The Original Hobbit Hole
Ever since JRR Tolkien placed his diminutive characters in houses built into the ground, underground dwellings have been nicknamed Hobbit Houses. Whether or not these homes resemble Bilbo's famous house in the Shire, earth sheltering was around long before we first heard about Frodo and the Ring, and its environmental benefits are especially appealing today.
Typical to Northern China, this style of carving houses into the hillside, called yaodong, dates back to the second millennium BC and is still employed today. Since any change in the temperature of the dense earth occurs very slowly between seasons, earth shelters such as these remain temperate year-round.
Tunisian Ground Dwellings
While no one knows exactly when the tiny underground Tunisian village of Matmata was formed, it found international fame in 1976 when its Hotel Sidi Driss was chosen as a filming location for Star Wars. (In the film, the hotel appeared as Luke Skywalker's childhood home on Tatooine.) Subterranean construction keeps the Berbers who live here cool beneath the extreme desert sun and provides shelters from wind storms.
Icelandic Turf Houses
For over 1,000 years, Iceland has been constructing these turf houses, which blend into the landscape and capitalize on nature's insulation. While similar constructions in Norway, Scotland, Ireland and Greenland were only built by those who couldn't afford anything else, turf houses in Iceland were even built by tribe chiefs.
French Troglodyte Homes
Domesticated cave dwellings are usually called "troglodyte homes," and the Loire River Valley in France is full of them. Excessive quarrying of the local rock in the 11th century created cavities in the hills and plains, and not surprisingly, people moved in... and never moved out.
Iranian Troglodyte Homes
The Iranian village of Kandovan is usually described as a "gigantic termite colony". Volcanic rock formed a small group of cone-like caves that eventually attracted human inhabitants. The small town, like many of the other underground dwellings on this list, has become a veritable tourist destination.
Australia's Coober Pedy
Founded in 1915, the small Australian town of Coober Pedy is known for two things: opal mining and the below-ground homes in which a large portion of its residents live. Coober Pedy means "white man's hole" in a local aboriginal language, but when extreme daytime temperatures reach up to 120 degrees Fahrenheit in summer, seeking refuge below the surface seems only natural.
The Door County Mushroom House Mystery
The most mysterious hobbit hole of all is this more modern construction in Whitefish Bay, WI. Little is known about the earth-bermed dwelling, but its whimsical design has earned it the nickname "The Door County Mushroom House". We don't know who built it, but we do know it wouldn't look out of place on a The Lord of the Rings set.

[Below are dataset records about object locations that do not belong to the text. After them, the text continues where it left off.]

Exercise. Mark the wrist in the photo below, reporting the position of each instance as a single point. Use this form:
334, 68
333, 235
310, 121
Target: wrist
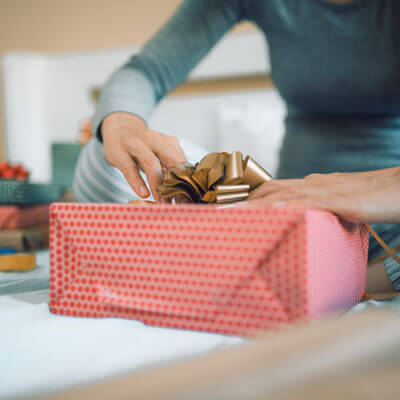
121, 120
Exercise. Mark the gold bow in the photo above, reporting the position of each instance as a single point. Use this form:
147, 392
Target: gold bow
217, 178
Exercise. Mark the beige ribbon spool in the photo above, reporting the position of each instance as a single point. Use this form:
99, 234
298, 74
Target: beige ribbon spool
218, 178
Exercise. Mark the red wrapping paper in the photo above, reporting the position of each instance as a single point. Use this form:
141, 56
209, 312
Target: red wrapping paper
236, 270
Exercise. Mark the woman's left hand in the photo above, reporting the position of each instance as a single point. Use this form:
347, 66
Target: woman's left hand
369, 197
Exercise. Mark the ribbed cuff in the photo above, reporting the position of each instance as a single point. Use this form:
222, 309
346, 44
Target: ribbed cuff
393, 271
128, 90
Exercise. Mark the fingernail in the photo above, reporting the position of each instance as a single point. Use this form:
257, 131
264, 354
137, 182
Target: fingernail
143, 191
279, 204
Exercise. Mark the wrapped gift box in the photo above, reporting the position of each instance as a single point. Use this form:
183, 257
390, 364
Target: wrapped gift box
13, 217
236, 270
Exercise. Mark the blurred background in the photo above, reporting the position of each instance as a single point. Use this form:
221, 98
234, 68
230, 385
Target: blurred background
57, 55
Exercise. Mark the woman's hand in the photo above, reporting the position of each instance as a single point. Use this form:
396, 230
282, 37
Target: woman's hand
128, 145
369, 197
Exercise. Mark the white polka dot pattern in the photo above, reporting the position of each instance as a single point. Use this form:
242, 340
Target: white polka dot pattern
235, 270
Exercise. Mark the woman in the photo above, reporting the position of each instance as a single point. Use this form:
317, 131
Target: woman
337, 65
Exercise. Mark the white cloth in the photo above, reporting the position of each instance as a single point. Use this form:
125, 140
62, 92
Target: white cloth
42, 352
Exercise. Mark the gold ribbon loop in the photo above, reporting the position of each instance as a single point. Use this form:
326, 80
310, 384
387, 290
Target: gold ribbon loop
217, 178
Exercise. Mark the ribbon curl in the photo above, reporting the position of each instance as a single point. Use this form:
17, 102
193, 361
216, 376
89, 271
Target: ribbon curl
217, 178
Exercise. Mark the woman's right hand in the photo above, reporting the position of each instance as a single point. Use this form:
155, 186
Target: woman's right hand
130, 145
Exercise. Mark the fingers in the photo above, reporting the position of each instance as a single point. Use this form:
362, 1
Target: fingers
273, 186
130, 170
150, 165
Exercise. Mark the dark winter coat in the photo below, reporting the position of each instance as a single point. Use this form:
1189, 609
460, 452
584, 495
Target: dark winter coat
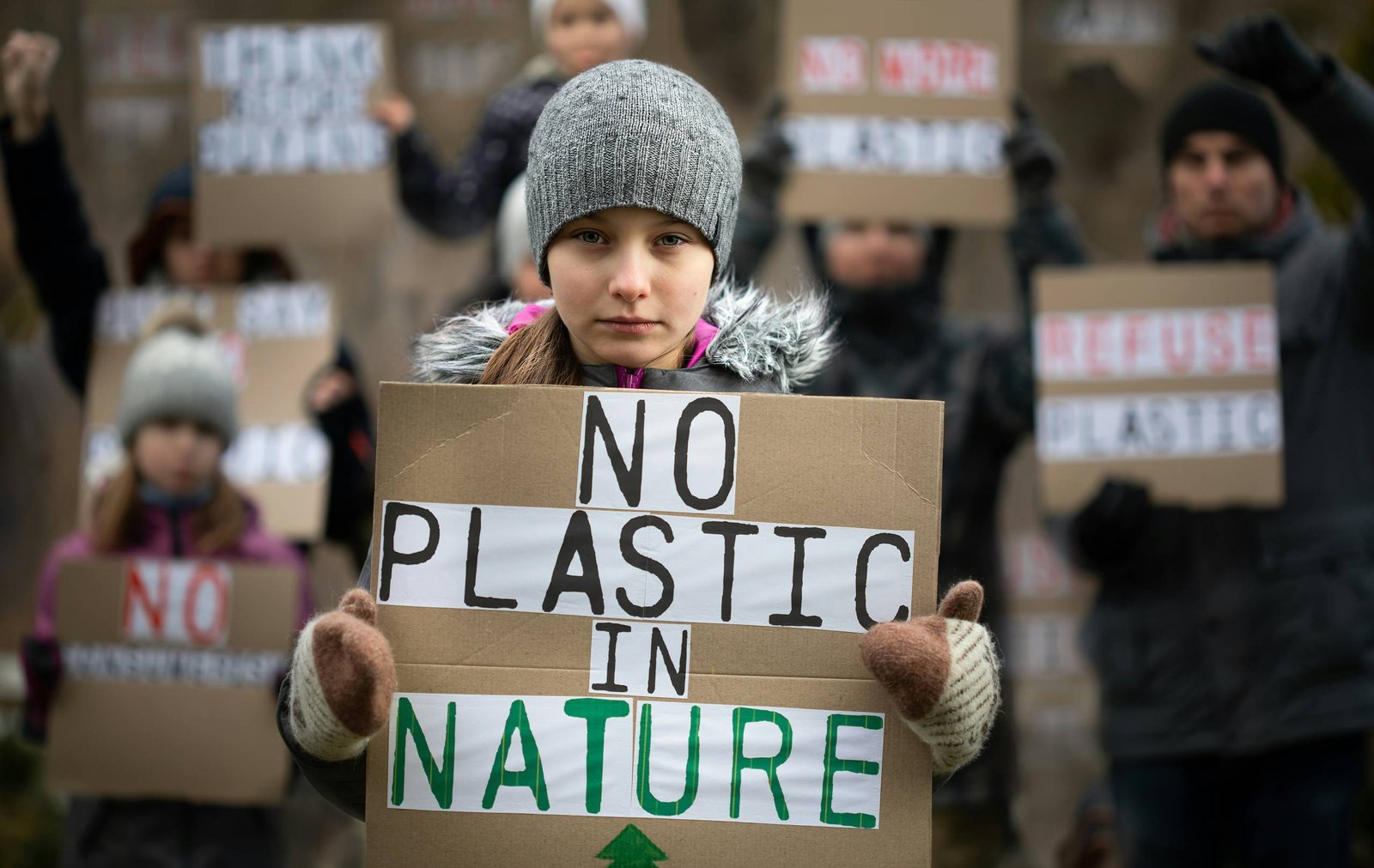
1243, 631
69, 275
762, 346
897, 343
464, 199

Earth Houses in Switzerland
Earth shelters have come a long way over the years, and some—like the Earth House Estate Lättenstrasse in Switzerland—marry the comfort of a modern home with the low environmental impact of an underground abode. The estate includes nine separate homes, an artificial lake, a subterranean parking lot and room to grow vegetation. Each building uses "only a third of the energy a normal home would consume".
Underground Hole in the Alps
Buried almost completely into the side of a hill, this Alpine home built by a Dutch architecture firm features both subterranean insulation and jaw-dropping, panoramic views. It's so integrated into the mountain terrain, a passerby might not even know he's walking over the roof of someone's home!
The Hobbit House in the Cotswolds
While it is completely above-ground, the fantastical construction of this sheep shed in the Cotswolds, England, has earned it the local nickname "Hobbit House". Built without permission by a local artist, the sprawling construction took nearly ten years to build. Abandoned in the 1990s, it's an unconventional tourist stop today.
Underground House in Northern England
Proving the UK loves its hobbit holes, this completely subterranean residence is also the first zero-carbon property in North West England. The Bolton Eco House is "designed to use less energy than it creates. A ground source heat pump, photovoltaic panels, and a wind turbine will generate on-site renewable energy."
Hand-Built Earth Shelter in Wales
One couple in Wales decided to go full-Shire and build themselves an earth shelter out of found materials. Four months and $5,000 later, they had a fully functional, low-impact hobbit house. "There are just a couple of solar panels—just enough for for lighting, music, and computing. It’s a simple life." Exactly what Bilbo wanted (at least before his Unexpected Journey)!